中国で管を巻くのは“安酒を飲む出稼ぎ労働者”
都心の泥酔サラリーマンといえば、東京在住の中国人留学生たちが必ずといっていいほど話題にする“日本ならではの社会現象”だ。
中国人留学生の王さん(仮名)は、山手線の車内で酔っ払ったサラリーマンから絡まれた体験を持つ。
「いきなり私の前に立って『付き合ってください』と言って自己紹介を始めたんです。中国にいる母親にこんなことがあったと話したら、『日本は危ない、早く帰ってきて』と言われました」
別の中国人留学生は「東京では昼間から居酒屋でお酒を飲む人もいるようだけど、競争社会の中国では考えられない。それでも生きていられるってすごいことです」と話していたが、このような“前向きな評価”の中には「泥酔サラリーマンが象徴するのは日本の治安のよさだ」とする意見もあった。

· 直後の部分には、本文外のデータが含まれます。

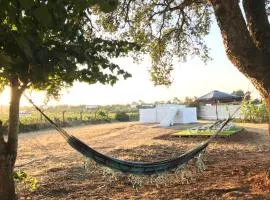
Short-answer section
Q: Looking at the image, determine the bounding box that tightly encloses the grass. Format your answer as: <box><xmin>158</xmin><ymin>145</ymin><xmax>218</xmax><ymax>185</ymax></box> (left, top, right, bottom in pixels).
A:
<box><xmin>172</xmin><ymin>127</ymin><xmax>243</xmax><ymax>137</ymax></box>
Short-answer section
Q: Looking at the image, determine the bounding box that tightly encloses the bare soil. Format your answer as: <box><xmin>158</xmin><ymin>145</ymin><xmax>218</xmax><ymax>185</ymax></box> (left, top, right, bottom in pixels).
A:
<box><xmin>16</xmin><ymin>122</ymin><xmax>270</xmax><ymax>199</ymax></box>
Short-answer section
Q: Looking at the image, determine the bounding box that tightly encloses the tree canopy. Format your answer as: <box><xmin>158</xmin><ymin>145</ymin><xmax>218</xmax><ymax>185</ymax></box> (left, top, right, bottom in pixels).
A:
<box><xmin>0</xmin><ymin>0</ymin><xmax>138</xmax><ymax>95</ymax></box>
<box><xmin>94</xmin><ymin>0</ymin><xmax>213</xmax><ymax>85</ymax></box>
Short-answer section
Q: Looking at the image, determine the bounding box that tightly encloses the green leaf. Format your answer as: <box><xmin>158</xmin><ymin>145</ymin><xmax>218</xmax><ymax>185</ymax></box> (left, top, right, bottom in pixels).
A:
<box><xmin>0</xmin><ymin>53</ymin><xmax>14</xmax><ymax>67</ymax></box>
<box><xmin>34</xmin><ymin>5</ymin><xmax>52</xmax><ymax>27</ymax></box>
<box><xmin>20</xmin><ymin>0</ymin><xmax>35</xmax><ymax>9</ymax></box>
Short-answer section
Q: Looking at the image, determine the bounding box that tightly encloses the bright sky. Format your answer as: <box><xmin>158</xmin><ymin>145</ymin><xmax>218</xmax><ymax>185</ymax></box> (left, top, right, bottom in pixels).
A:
<box><xmin>0</xmin><ymin>21</ymin><xmax>258</xmax><ymax>105</ymax></box>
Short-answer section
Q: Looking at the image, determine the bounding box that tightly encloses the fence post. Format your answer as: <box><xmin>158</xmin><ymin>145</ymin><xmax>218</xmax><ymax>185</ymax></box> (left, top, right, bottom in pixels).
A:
<box><xmin>80</xmin><ymin>111</ymin><xmax>83</xmax><ymax>121</ymax></box>
<box><xmin>62</xmin><ymin>110</ymin><xmax>66</xmax><ymax>123</ymax></box>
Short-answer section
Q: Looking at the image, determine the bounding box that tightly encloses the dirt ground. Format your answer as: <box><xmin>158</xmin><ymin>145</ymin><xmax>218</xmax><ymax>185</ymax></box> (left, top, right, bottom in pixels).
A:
<box><xmin>16</xmin><ymin>122</ymin><xmax>270</xmax><ymax>199</ymax></box>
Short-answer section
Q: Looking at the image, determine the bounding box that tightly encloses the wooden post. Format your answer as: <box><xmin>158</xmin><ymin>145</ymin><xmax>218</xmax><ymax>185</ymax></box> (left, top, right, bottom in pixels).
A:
<box><xmin>62</xmin><ymin>110</ymin><xmax>66</xmax><ymax>123</ymax></box>
<box><xmin>80</xmin><ymin>111</ymin><xmax>83</xmax><ymax>121</ymax></box>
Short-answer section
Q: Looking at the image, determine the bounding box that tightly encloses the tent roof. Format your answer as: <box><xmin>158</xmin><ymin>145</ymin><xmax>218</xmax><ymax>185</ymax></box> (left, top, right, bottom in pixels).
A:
<box><xmin>197</xmin><ymin>90</ymin><xmax>242</xmax><ymax>103</ymax></box>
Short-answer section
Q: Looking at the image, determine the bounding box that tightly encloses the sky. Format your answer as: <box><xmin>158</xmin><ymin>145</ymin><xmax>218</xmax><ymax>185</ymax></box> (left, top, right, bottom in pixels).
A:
<box><xmin>0</xmin><ymin>21</ymin><xmax>259</xmax><ymax>106</ymax></box>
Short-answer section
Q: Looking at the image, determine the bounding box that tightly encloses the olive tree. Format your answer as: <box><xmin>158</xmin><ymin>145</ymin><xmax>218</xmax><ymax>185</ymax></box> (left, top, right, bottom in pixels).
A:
<box><xmin>93</xmin><ymin>0</ymin><xmax>270</xmax><ymax>136</ymax></box>
<box><xmin>0</xmin><ymin>0</ymin><xmax>138</xmax><ymax>200</ymax></box>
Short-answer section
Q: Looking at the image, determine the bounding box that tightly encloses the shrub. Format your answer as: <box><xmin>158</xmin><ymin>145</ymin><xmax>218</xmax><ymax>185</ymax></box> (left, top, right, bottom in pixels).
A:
<box><xmin>240</xmin><ymin>100</ymin><xmax>268</xmax><ymax>123</ymax></box>
<box><xmin>115</xmin><ymin>112</ymin><xmax>129</xmax><ymax>122</ymax></box>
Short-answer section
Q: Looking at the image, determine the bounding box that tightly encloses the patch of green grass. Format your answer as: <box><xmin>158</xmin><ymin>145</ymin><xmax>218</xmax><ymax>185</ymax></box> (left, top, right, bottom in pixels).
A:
<box><xmin>172</xmin><ymin>127</ymin><xmax>242</xmax><ymax>137</ymax></box>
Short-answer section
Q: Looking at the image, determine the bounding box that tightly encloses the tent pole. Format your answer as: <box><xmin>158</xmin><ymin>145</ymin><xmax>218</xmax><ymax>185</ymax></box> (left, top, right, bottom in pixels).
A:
<box><xmin>216</xmin><ymin>101</ymin><xmax>218</xmax><ymax>120</ymax></box>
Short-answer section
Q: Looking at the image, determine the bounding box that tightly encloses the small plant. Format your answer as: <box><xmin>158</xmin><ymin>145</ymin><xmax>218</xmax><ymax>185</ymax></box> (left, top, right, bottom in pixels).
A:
<box><xmin>115</xmin><ymin>112</ymin><xmax>129</xmax><ymax>122</ymax></box>
<box><xmin>13</xmin><ymin>171</ymin><xmax>38</xmax><ymax>192</ymax></box>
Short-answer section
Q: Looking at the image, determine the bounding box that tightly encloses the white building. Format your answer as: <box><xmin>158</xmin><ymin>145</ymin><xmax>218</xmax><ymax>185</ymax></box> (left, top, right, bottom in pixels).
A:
<box><xmin>139</xmin><ymin>104</ymin><xmax>197</xmax><ymax>127</ymax></box>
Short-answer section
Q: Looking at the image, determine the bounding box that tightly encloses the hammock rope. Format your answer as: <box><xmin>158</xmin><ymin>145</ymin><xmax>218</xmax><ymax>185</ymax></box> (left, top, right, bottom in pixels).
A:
<box><xmin>24</xmin><ymin>95</ymin><xmax>234</xmax><ymax>174</ymax></box>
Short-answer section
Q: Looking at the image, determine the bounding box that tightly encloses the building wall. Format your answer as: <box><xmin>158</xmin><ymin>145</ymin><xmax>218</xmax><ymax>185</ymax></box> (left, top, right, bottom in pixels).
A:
<box><xmin>198</xmin><ymin>104</ymin><xmax>241</xmax><ymax>120</ymax></box>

これに同意するのは、大阪在住の吉田さん(仮名)で、2010年からの上海駐在期間を次のように回想する。
「当時の上海では、酔っ払って隙を見せれば身ぐるみはがされるといわれていて、誰かが必ず家まで送って行く習慣がありました。上海で酔っ払って寝ている人は見たことはなかったし、ましてや泥酔サラリーマンなど皆無でした」
上海出身の留学生も「そもそも中国人のサラリーマンは深酒をしません。管を巻いているのは“安酒を飲む出稼ぎ労働者”というイメージが強いです」と話す。
一方で近年は監視カメラが中国の街角のあちこちに配備された。こうしたことからすれば、うかつに泥酔もしていられないというのが実情なのかもしれない。